A specific example of implementation of the proposed method on a pilot unit, using a steel casing string 155 mm in diameter, is given below. The casing string is 1,840 m long. After the first pass of the logging tool, the free point was determined at a depth of 1,170 m from the surface. The pipe was loaded by being stretched, using a force equal to 0.95 of the ultimate mechanical strength. After the second pass of the logging tool, the free point was determined more precisely at a depth of 1,158 m from the surface. Actually, the free point was at a depth of 1,158.1 m.
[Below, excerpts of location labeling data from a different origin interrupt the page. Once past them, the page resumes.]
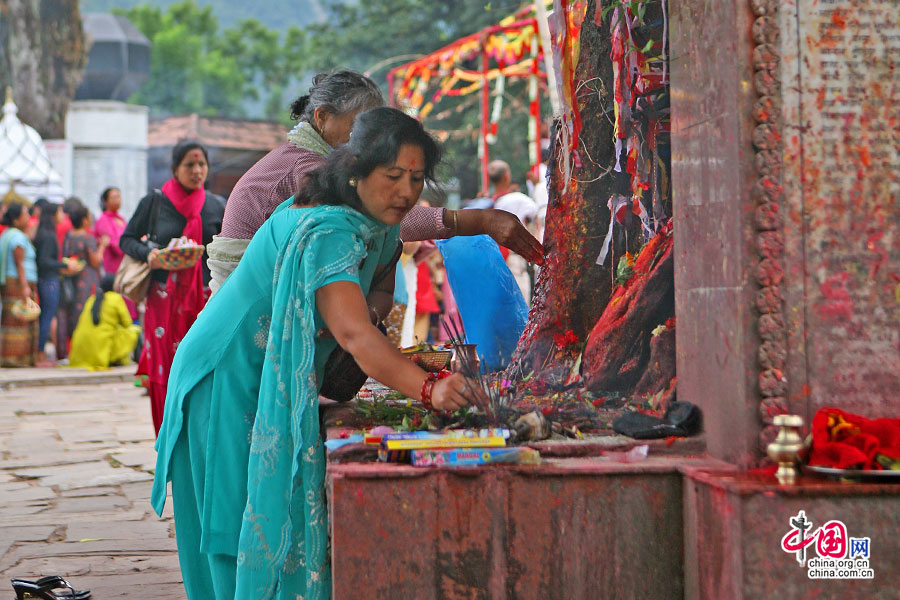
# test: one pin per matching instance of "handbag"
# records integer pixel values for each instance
(26, 309)
(67, 291)
(343, 378)
(67, 283)
(132, 278)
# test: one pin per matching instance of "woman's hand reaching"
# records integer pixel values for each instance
(152, 261)
(505, 228)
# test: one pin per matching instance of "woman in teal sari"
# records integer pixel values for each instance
(240, 440)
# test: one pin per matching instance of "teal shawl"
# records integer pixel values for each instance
(283, 549)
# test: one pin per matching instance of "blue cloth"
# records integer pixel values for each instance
(48, 293)
(17, 239)
(489, 300)
(401, 296)
(244, 383)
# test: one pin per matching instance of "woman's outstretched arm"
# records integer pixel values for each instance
(343, 307)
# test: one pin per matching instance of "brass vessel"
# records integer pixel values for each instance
(785, 449)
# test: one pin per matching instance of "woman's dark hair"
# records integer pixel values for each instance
(13, 212)
(182, 148)
(47, 221)
(71, 203)
(106, 283)
(338, 92)
(105, 194)
(77, 216)
(377, 136)
(38, 205)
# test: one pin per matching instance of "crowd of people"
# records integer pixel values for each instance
(53, 257)
(322, 247)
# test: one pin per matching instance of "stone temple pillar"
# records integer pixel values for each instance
(785, 150)
(109, 149)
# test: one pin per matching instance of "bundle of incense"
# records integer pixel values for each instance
(471, 457)
(456, 438)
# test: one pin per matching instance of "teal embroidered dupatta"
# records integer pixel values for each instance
(283, 548)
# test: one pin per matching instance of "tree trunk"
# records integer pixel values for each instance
(572, 290)
(42, 56)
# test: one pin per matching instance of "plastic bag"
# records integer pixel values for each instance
(490, 303)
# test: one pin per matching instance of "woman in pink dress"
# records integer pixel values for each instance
(112, 224)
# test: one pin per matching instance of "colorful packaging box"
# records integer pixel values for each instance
(470, 457)
(456, 438)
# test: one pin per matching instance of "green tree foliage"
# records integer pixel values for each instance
(363, 34)
(195, 68)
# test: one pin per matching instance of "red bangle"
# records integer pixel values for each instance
(428, 388)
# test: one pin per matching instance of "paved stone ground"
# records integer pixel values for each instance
(76, 467)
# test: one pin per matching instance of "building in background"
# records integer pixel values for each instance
(25, 167)
(106, 139)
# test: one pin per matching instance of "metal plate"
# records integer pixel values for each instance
(856, 474)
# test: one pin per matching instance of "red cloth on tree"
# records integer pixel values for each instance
(426, 301)
(846, 441)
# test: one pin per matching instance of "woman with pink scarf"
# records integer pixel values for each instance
(175, 298)
(111, 224)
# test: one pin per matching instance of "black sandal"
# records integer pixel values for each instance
(43, 588)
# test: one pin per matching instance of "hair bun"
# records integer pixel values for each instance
(298, 107)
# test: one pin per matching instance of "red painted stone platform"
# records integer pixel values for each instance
(568, 528)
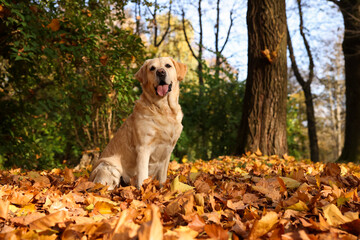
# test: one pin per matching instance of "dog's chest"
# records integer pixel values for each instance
(168, 130)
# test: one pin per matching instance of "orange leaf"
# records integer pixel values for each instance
(216, 232)
(103, 60)
(4, 209)
(264, 225)
(69, 176)
(48, 221)
(197, 223)
(153, 229)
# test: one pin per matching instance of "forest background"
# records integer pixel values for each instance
(66, 80)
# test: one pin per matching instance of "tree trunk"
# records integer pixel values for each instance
(351, 48)
(263, 123)
(310, 115)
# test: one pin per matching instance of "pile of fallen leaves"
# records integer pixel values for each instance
(252, 197)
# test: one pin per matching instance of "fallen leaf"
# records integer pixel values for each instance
(299, 206)
(48, 221)
(290, 183)
(334, 217)
(197, 223)
(4, 209)
(215, 231)
(152, 230)
(264, 225)
(176, 185)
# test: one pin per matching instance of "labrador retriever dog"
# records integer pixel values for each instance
(143, 144)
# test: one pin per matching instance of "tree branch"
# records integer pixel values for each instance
(294, 66)
(167, 29)
(307, 46)
(229, 30)
(186, 37)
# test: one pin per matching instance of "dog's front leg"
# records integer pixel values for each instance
(142, 160)
(162, 174)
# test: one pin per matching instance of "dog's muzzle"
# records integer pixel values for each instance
(162, 89)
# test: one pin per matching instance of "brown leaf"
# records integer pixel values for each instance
(69, 175)
(215, 231)
(331, 169)
(239, 205)
(264, 225)
(125, 227)
(48, 221)
(197, 223)
(352, 227)
(334, 217)
(152, 230)
(4, 209)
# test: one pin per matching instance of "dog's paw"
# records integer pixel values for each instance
(106, 174)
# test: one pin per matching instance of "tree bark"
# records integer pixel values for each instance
(350, 10)
(306, 87)
(263, 123)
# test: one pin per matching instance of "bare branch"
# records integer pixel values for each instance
(186, 37)
(307, 46)
(167, 29)
(229, 30)
(294, 66)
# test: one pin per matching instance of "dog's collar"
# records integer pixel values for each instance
(169, 89)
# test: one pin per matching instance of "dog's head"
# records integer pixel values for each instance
(158, 75)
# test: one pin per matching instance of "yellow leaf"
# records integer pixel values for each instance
(4, 209)
(153, 229)
(30, 208)
(290, 183)
(258, 152)
(13, 208)
(193, 176)
(176, 185)
(334, 217)
(90, 207)
(48, 221)
(264, 225)
(299, 206)
(104, 207)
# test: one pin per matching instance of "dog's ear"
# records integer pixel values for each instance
(141, 74)
(180, 69)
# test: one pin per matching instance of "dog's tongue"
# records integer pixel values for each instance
(162, 90)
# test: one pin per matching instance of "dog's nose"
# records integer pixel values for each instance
(160, 73)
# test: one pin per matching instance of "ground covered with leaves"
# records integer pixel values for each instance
(252, 197)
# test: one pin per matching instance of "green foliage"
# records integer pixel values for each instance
(68, 82)
(211, 115)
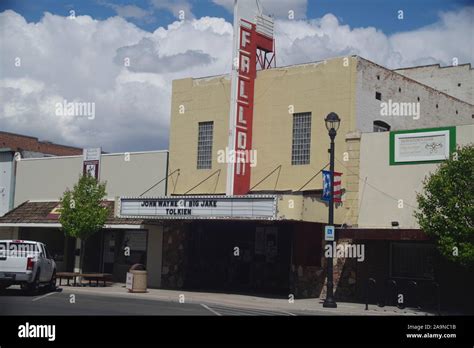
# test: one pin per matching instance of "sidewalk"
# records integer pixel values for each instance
(301, 306)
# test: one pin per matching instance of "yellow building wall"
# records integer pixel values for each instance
(318, 88)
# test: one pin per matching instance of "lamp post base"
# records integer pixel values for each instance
(329, 303)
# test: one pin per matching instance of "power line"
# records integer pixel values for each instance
(375, 188)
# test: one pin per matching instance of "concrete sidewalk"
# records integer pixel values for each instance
(300, 306)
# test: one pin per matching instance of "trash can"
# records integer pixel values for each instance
(137, 278)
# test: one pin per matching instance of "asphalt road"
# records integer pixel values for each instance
(15, 302)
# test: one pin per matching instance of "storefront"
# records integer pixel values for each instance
(246, 244)
(114, 249)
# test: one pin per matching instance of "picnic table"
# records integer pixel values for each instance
(87, 276)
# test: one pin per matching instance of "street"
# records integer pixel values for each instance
(15, 302)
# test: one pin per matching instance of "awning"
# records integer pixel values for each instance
(44, 214)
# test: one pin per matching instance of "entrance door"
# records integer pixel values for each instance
(121, 250)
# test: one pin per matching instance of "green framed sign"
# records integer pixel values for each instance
(428, 145)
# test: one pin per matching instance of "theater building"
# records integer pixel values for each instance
(270, 239)
(244, 210)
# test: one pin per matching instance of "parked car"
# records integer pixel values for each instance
(26, 263)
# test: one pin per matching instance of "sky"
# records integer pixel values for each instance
(49, 56)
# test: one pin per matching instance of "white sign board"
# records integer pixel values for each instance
(92, 154)
(200, 207)
(329, 233)
(423, 146)
(129, 282)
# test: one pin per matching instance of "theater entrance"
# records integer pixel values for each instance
(240, 257)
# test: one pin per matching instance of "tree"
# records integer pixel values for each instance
(82, 210)
(446, 207)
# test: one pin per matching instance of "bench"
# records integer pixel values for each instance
(97, 277)
(68, 276)
(87, 276)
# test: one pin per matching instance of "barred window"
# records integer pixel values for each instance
(300, 151)
(205, 135)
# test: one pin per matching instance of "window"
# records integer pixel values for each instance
(381, 126)
(412, 260)
(204, 160)
(300, 151)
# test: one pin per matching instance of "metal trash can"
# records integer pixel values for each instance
(137, 278)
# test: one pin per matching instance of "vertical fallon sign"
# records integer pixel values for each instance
(247, 40)
(91, 161)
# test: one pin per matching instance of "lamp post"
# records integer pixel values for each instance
(332, 121)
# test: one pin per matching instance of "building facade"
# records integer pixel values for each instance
(40, 182)
(289, 146)
(15, 146)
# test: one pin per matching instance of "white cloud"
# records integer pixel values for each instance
(129, 11)
(83, 60)
(175, 7)
(276, 8)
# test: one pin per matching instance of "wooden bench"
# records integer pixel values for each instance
(68, 276)
(97, 277)
(87, 276)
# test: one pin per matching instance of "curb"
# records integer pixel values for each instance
(277, 308)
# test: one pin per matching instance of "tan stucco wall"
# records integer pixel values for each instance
(47, 178)
(397, 182)
(318, 88)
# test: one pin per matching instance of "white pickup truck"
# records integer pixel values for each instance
(26, 263)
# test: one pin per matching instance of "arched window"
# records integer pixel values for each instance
(381, 126)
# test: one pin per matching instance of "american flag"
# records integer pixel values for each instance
(327, 186)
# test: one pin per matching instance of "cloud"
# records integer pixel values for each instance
(275, 8)
(129, 11)
(83, 60)
(176, 7)
(319, 39)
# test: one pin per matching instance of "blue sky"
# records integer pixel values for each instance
(381, 14)
(83, 59)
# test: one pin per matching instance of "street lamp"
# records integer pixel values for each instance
(332, 121)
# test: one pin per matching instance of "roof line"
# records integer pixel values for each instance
(438, 65)
(417, 82)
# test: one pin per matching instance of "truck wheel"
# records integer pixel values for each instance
(33, 287)
(52, 282)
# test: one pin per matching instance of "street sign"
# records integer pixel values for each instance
(329, 233)
(129, 283)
The accuracy of the stuck point depth determination corresponds to the accuracy of the depth determination system of the logging tool used (i.e. ± 0.15 m in the above example).

Claims

Method of determination of the free point in stuck drill pipes, which includes registration of the parameter characterizing the condition of the pipe metal and determination of the free point, based on changes in the value of the above-mentioned parameter, the method being characterized in that the value of a time-induced decay of the electromagnetic field generated by application of an electric current pulse to the pipe is used as the above-mentioned parameter.
Method according to claim 1, characterized in that, after the electromagnetic field decay has been measured, the pipe is additionally loaded, and the electromagnetic field decay is then re-registered.
Method according to claim 2, characterized in that the free point is determined by calculations.
Method according to claim 2, characterized in that a twisting or stretching force is applied to the pipe.